On reaching Wick (4th July) the motor was thoroughly examined and overhauled by Mr Keir, the fishery officer of Anstruther district, to whom great credit is due for the close attention paid by him to the experiment, and for the interest he has taken in the motor. The necessary pump was now fitted into the boat, and the engine was thoroughly cleaned.


On Saturday forenoon quite a stir was created in Cellardyke when it became known that a young child, about two years old, the son of Robot Moncur, fireman on the drifter Vanguard, had been drowned in a tub. It appears that the mother had been doing some washing and the boy was playing about beside her. She had left him for a few minutes and had returned to find the unfortunate child immersed in a tub of water. Medical aid was summoned and Dr Wilson was soon on the spot, but although artificial respiration was tried for about two hours, it was of no avail.

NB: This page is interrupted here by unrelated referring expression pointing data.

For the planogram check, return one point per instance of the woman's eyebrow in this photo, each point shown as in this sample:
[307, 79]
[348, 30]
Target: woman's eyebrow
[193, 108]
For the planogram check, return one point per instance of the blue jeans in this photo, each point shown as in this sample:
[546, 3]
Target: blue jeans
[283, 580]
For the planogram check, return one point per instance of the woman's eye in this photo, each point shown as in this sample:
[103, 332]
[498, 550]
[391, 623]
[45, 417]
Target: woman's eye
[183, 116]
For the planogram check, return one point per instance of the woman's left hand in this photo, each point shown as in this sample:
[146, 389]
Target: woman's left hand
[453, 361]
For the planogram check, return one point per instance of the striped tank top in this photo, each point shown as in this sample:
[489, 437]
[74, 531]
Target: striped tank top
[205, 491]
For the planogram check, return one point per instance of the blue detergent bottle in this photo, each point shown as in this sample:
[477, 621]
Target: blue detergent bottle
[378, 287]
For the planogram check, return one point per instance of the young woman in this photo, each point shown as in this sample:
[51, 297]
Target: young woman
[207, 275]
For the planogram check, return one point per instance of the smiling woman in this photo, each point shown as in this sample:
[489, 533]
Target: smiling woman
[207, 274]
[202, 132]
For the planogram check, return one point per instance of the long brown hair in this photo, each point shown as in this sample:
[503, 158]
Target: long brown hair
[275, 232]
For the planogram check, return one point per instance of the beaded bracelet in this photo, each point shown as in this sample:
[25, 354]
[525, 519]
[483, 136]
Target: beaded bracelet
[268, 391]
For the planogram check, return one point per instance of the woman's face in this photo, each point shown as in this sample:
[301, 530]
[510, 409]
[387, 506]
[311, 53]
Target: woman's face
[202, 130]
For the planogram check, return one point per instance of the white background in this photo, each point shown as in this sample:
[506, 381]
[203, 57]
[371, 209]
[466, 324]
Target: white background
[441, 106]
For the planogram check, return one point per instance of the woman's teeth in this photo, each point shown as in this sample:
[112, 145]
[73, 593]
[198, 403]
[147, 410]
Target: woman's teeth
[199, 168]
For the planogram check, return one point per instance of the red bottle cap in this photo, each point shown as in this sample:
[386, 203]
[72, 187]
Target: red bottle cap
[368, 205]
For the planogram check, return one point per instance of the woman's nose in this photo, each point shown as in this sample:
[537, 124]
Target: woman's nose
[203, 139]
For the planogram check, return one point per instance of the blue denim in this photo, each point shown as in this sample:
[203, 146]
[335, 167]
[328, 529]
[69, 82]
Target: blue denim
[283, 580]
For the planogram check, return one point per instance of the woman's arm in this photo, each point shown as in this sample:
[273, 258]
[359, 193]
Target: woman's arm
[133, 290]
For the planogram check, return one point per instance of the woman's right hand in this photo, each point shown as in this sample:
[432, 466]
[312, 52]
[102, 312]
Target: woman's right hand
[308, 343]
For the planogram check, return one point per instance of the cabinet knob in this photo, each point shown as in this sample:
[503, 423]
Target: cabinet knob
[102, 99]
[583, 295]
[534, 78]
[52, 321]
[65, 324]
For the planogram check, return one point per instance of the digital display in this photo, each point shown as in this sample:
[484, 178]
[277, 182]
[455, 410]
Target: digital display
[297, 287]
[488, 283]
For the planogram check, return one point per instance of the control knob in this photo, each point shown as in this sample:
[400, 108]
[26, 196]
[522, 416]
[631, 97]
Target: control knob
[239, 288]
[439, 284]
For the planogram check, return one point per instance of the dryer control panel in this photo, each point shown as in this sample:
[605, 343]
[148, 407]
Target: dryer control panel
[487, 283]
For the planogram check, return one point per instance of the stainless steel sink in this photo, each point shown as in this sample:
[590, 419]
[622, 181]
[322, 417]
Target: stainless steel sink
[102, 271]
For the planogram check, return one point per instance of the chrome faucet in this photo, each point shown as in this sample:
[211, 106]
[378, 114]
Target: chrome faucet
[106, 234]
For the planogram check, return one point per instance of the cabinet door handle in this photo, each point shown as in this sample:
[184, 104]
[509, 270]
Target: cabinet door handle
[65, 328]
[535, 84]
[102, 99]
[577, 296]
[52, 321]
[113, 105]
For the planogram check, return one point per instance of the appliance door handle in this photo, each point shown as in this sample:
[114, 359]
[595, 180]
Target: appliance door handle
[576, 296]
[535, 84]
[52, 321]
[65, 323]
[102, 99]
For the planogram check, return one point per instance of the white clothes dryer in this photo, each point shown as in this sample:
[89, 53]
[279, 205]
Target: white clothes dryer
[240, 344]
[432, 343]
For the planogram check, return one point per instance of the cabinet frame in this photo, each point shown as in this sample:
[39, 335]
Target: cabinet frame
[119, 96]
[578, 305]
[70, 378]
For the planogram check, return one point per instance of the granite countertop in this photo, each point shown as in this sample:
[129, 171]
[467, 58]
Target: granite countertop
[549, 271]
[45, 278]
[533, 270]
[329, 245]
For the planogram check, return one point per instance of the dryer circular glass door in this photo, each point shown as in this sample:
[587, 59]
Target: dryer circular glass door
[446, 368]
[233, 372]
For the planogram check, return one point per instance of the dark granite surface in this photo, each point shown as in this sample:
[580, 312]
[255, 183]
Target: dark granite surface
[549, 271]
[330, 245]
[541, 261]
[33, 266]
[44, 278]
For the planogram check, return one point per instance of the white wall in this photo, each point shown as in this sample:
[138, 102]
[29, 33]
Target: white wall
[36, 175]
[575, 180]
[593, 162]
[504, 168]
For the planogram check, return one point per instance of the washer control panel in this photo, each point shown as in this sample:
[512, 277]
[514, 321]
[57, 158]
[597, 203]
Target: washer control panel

Mr Moncur, who was with the Vanguard at Aberdeen, was wired for, and the vessel left immediately for home. The sad event cast quite a gloom over the community, and much sympathy was expressed for the parents.

CHURCH OF SCOTLAND GUILD EXAMINATION. —The subject of examination this year was St Luke’s Gospel, chapters 1 and 2. Eleven members of Mr Ray’s junior Bible Class sat the examination, and the results, which have just come to hand, show that all the young people have taken certificates. No certificate is given unless the candidate takes at least 50 per cent of the possible marks. Three Cellardyke girls have acquitted themselves exceptionally well, namely, Jeannie D. Fleming, Charlotte Gardner, and Minnie Brown, Jeanie Fleming being ninth on the list of successful candidates, with 89¼ – per cent., Charlotte Gardner 20th with 85 per cent., and Minnie Brown 25th with 80¼ per cent. Those three receive merit certificates and book prizes. Merit certificates are also awarded to Jessie H. Brown, who took 77½ per cent., Helen Watson, who took 74 per cent, and Maggie Williamson, who took 68 ¼ per cent., while pass certificates are awarded to Mary McRuvie, with 62 ½ per cent., Janet Hodge, with 57 per cent., Barbara I. Smith, with 57 ½ per cent , Thomas Tarvit, with 51 ¼  per cent., and Thomas Lothian with 50 per cent. It is hoped that the success of the above will lead a larger number of the young people to compete next year. At the close of the morning service last Sunday Mr Ray read the results of the examination and expressed his gratification with them.